# Coursera Applied Data Science 

## Capstone Project

### Introduction / Business Problem

Among all the factors that make or break a restaurant, location is definitely one of the most important. Prime location is deemed such importance as it guarantees the entrepreneur one less factor to worry about : Customer Traffic. Nevertheless, in reality there are only so much prime location in an area, which therefore came the term "prime". Although there are many aspects that constitutes a good location, one cannot neglect the fact that an unsuitable location will cause unnecessary loss, and in worse case scenario causing the restaurant unsustainable. 

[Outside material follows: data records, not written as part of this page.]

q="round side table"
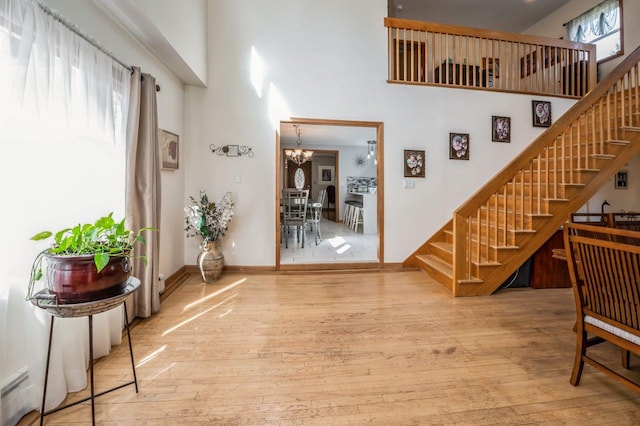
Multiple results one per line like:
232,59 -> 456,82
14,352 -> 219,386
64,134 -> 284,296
31,277 -> 140,425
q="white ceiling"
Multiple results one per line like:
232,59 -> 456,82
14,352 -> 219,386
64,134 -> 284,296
388,0 -> 569,33
280,123 -> 376,148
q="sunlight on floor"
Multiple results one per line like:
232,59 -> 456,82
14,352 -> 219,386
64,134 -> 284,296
161,293 -> 238,336
182,278 -> 247,312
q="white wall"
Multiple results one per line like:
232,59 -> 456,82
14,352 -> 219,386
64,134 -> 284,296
184,0 -> 573,265
135,0 -> 207,85
524,0 -> 640,213
46,0 -> 189,282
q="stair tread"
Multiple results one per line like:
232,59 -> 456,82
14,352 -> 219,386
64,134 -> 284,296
605,139 -> 631,145
431,241 -> 453,253
416,254 -> 453,278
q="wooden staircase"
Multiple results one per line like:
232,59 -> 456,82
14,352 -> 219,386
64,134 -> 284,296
403,48 -> 640,296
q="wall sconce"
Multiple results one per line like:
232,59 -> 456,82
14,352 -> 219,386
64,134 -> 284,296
209,144 -> 253,158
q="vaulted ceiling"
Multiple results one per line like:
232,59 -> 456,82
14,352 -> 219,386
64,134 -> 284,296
388,0 -> 569,33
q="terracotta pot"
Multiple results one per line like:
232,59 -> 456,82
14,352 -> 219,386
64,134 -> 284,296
198,241 -> 224,283
46,255 -> 130,304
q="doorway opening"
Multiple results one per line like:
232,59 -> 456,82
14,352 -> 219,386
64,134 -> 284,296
275,118 -> 384,270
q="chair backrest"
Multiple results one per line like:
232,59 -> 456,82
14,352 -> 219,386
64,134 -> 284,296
317,188 -> 327,207
284,188 -> 309,223
564,223 -> 640,330
327,185 -> 336,204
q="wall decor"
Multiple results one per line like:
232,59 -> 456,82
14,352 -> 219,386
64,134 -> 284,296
404,149 -> 425,177
158,129 -> 180,170
318,166 -> 335,185
449,133 -> 469,160
209,144 -> 253,158
615,170 -> 629,189
491,115 -> 511,142
531,101 -> 551,127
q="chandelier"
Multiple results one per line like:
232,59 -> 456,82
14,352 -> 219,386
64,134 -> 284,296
367,141 -> 378,164
284,124 -> 313,166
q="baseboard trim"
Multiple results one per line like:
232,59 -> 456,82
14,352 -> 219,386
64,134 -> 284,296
184,262 -> 407,275
160,266 -> 191,302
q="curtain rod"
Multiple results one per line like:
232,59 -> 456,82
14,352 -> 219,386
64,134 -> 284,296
37,1 -> 133,73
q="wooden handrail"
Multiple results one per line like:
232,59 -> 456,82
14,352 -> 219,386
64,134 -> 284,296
384,18 -> 597,97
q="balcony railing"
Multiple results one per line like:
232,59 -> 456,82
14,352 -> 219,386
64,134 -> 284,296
385,18 -> 597,98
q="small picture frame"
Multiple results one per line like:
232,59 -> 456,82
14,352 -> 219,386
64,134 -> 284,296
404,149 -> 425,177
158,129 -> 180,170
491,115 -> 511,143
531,101 -> 551,127
318,166 -> 335,185
449,133 -> 470,160
615,170 -> 629,189
226,145 -> 240,157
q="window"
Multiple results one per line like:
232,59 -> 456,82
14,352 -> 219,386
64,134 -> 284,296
565,0 -> 624,62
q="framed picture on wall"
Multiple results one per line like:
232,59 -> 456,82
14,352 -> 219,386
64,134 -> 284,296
318,166 -> 336,185
158,129 -> 180,170
615,170 -> 629,189
491,115 -> 511,142
404,149 -> 425,177
449,133 -> 469,160
531,101 -> 551,127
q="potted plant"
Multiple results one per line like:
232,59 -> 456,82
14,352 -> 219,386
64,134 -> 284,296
27,213 -> 155,304
184,191 -> 233,282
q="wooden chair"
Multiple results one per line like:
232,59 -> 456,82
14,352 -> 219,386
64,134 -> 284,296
307,188 -> 327,245
327,185 -> 338,222
564,223 -> 640,392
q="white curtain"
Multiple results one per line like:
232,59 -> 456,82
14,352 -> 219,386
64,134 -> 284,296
0,0 -> 130,424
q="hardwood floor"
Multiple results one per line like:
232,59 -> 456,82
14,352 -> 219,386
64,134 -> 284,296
20,271 -> 640,425
280,218 -> 378,265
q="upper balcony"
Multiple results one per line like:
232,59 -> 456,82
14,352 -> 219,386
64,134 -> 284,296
384,18 -> 597,98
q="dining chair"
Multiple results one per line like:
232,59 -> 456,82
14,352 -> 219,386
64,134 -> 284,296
307,188 -> 327,245
327,185 -> 338,222
284,188 -> 309,248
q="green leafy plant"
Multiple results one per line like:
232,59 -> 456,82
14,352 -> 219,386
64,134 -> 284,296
27,213 -> 157,299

This project aim to provide some analysis of a good location through the usage of existing restaurant distribution and existing population distribution. In this project, I choose Singapore as current target study location and I'll be providing some analysis based on available data.

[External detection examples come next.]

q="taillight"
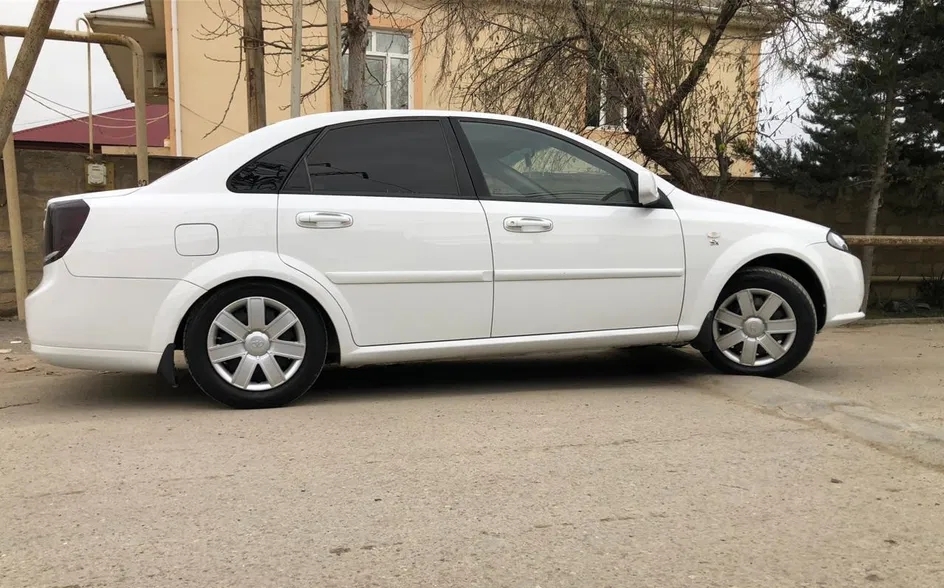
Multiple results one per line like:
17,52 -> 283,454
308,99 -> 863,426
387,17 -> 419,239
43,200 -> 89,265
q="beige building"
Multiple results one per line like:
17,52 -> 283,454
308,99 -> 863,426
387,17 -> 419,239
86,0 -> 760,175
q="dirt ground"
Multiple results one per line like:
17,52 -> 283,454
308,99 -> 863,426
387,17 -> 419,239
0,323 -> 944,588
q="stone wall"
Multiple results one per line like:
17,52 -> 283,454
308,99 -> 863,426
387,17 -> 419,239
0,149 -> 944,315
724,178 -> 944,303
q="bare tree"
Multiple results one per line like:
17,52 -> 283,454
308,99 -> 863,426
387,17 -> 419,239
197,0 -> 384,135
414,0 -> 827,195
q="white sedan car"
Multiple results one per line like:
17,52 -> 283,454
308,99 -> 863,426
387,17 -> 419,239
26,110 -> 863,408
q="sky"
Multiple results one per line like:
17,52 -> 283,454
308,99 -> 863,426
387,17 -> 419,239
0,0 -> 806,142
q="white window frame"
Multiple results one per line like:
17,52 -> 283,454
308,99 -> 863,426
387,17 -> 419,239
344,29 -> 413,110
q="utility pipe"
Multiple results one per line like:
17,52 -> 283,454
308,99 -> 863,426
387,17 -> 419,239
0,25 -> 148,186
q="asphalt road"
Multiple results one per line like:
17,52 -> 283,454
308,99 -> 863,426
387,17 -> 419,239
0,327 -> 944,588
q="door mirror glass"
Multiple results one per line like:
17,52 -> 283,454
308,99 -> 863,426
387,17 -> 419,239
638,171 -> 659,206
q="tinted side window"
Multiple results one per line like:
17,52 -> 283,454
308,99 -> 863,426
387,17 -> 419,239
226,131 -> 318,194
283,120 -> 459,197
460,121 -> 638,206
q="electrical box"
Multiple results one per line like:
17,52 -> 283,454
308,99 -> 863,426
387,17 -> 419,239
85,161 -> 115,190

A suitable location will consist of 2 factors. The first factor will of course being having adequate space for the desired restaurant business model. The second factor of a suitable location will be the one that have a lot of customer traffic flow around the location. This study will revolves around the second factor. 

One of the indicator that helps identify the second factor of a location is the current distribution of restaurant around the area. Restaurant distribution not only shows the competition around the area, but it can also assume that current customer traffic around the area is able to sustain these restaurant.

The second indicator that will help will be the population distribution around the area. The probability of customer traffic flow is higher as the population density around the area increases. Albeit there are also cases like CBD where there will be high traffic flow due to offices but population is actually non-existant.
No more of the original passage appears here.